No que tange ao suposto comprovante de valores juntado aos autos, cumpre tecer algumas considerações, à luz da Resolução n.º 256/2022, do Banco Central do Brasil, a qual regulamenta a Transferência Eletrônica Disponível (TED).
Neste diapasão, destaca-se que, para a emissão válida de uma TED, é obrigatória a informação dos seguintes dados, de acordo com a Resoluçãi nº 256/2022 do BACEN: Art. 5º.
Na emissão de uma TED, devem ser informados, obrigatoriamente: I – código de identificação da instituição emitente no sistema de liquidação de transferência de fundos; II – código de identificação da instituição recebedora no sistema de liquidação de transferência de fundos; III – valor da transferência, em moeda nacional; IV – data de emissão; e V – dados que permitam a identificação da finalidade da transferência.
De mais a mais, cumpre salientar que, nos termos do art. 8º do mencionado ato normativo, os recursos transferidos por meio de TED devem ser creditados ao beneficiário no prazo máximo de 60 (sessenta) minutos após a correspondente liquidação interbancária.
Tal exigência normativa visa assegurar a legitimidade da operação financeira, evitando que a transferência se configure como mera requisição de valores ou que tenha ocorrido o cancelamento indevido da TED.
Isso porque, ausentes as hipóteses excepcionais, o cumprimento do prazo, aliado à completude das informações, constitui requisito essencial à regularidade e eficácia da transação.
No caso em apreço, verifica-se que o suposto comprovante de transferência apresentado pelo Banco Réu não atende às exigências dos incisos I, II e V, pois: não indicam o código das instituições emitente e recebedora, bem como não há qualquer informação que possibilite a identificação da real finalidade da operação.
Como se não bastasse, averígua-se que o referido comprovante se trata, na verdade, de mera captura de tela (Id. 21244592).

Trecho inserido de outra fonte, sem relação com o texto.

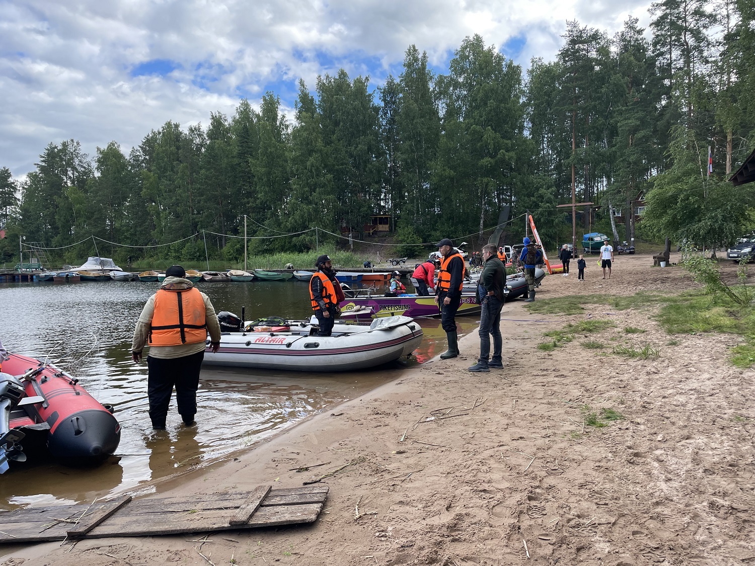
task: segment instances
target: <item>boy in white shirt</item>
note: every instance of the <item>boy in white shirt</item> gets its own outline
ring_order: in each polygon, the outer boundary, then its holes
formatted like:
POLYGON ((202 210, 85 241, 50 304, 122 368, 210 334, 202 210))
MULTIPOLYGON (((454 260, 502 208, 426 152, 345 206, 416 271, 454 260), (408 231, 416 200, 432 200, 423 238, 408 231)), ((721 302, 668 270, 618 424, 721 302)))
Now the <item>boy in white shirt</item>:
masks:
POLYGON ((611 262, 613 261, 613 246, 609 245, 608 240, 603 241, 603 246, 600 248, 600 263, 603 268, 603 278, 606 278, 606 268, 609 268, 609 278, 611 278, 611 262))

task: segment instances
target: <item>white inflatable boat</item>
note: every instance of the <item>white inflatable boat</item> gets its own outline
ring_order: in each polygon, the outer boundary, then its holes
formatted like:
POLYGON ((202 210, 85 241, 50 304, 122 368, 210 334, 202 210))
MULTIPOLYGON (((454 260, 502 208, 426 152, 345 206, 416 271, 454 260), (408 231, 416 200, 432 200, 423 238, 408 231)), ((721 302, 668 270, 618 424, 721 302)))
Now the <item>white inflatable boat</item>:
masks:
MULTIPOLYGON (((221 325, 222 327, 222 325, 221 325)), ((350 371, 374 368, 414 352, 422 328, 407 316, 376 318, 369 326, 335 324, 331 336, 317 336, 318 326, 254 327, 257 331, 223 332, 220 348, 208 348, 204 363, 293 371, 350 371)))

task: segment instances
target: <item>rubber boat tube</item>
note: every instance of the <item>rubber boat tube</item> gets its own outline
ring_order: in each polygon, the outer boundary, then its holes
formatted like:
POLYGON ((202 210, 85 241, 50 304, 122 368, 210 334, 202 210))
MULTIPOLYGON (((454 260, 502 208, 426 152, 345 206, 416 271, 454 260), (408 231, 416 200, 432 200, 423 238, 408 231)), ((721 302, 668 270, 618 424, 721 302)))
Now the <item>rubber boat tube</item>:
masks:
POLYGON ((19 377, 26 396, 42 398, 10 414, 10 428, 29 437, 21 443, 27 456, 45 457, 48 454, 66 465, 82 466, 98 463, 115 453, 121 426, 112 412, 79 384, 78 379, 35 358, 17 354, 11 354, 3 361, 2 371, 19 377), (36 445, 35 437, 39 441, 36 445))
POLYGON ((316 325, 273 332, 225 332, 217 353, 205 352, 204 364, 292 371, 350 371, 374 368, 414 352, 422 328, 406 316, 373 321, 370 326, 336 324, 332 336, 310 335, 316 325))

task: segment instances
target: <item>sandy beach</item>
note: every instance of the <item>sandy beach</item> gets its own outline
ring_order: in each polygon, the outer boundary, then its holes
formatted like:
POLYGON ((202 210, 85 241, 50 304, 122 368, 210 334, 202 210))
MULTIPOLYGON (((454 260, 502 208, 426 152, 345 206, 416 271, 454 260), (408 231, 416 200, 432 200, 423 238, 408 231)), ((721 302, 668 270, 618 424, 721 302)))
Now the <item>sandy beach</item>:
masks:
MULTIPOLYGON (((586 282, 576 269, 549 276, 537 298, 698 287, 681 268, 652 262, 618 257, 603 280, 590 259, 586 282)), ((157 488, 190 496, 297 487, 346 465, 322 480, 330 493, 311 524, 230 531, 204 543, 183 535, 7 547, 0 566, 207 564, 200 544, 217 566, 755 563, 755 371, 726 361, 738 337, 670 336, 658 308, 589 305, 554 315, 514 301, 502 315, 503 370, 467 371, 479 353, 473 333, 457 359, 408 370, 157 488), (544 331, 586 319, 611 326, 537 348, 544 331), (660 356, 606 355, 581 345, 587 340, 650 345, 660 356), (590 424, 592 415, 605 426, 590 424)))

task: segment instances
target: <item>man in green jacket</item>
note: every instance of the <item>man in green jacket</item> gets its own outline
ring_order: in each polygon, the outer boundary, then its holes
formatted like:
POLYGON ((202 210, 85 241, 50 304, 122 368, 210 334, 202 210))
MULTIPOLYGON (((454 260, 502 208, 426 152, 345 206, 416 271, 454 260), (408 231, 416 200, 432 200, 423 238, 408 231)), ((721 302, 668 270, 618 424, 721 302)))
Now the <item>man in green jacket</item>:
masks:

Além de o documento não observar os requisitos previstos na normativa do Banco Central do Brasil, revela fortes indícios de eventual falsificação, especialmente por inexistir autenticação mecânica ou qualquer outro elemento que lhe confira validade jurídica suficiente para legitimar o negócio objeto desta controvérsia.
Para complementar o entendimento ora estabelecido, cumpre ressaltar que, nos termos do art. 6º da Resolução nº 256/2022 do BACEN, as instituições emitente e recebedora, bem como o sistema de liquidação de transferências de fundos, devem zelar pela segurança, integridade e sigilo das informações constantes nas transferências por eles emitidas ou recebidas.
Ora, em inúmeros julgados desta C.
Câmara, existe o entendimento de que a relação jurídica de mútuo seja aperfeiçoada, exige-se a entrega efetiva da coisa, objeto do contrato.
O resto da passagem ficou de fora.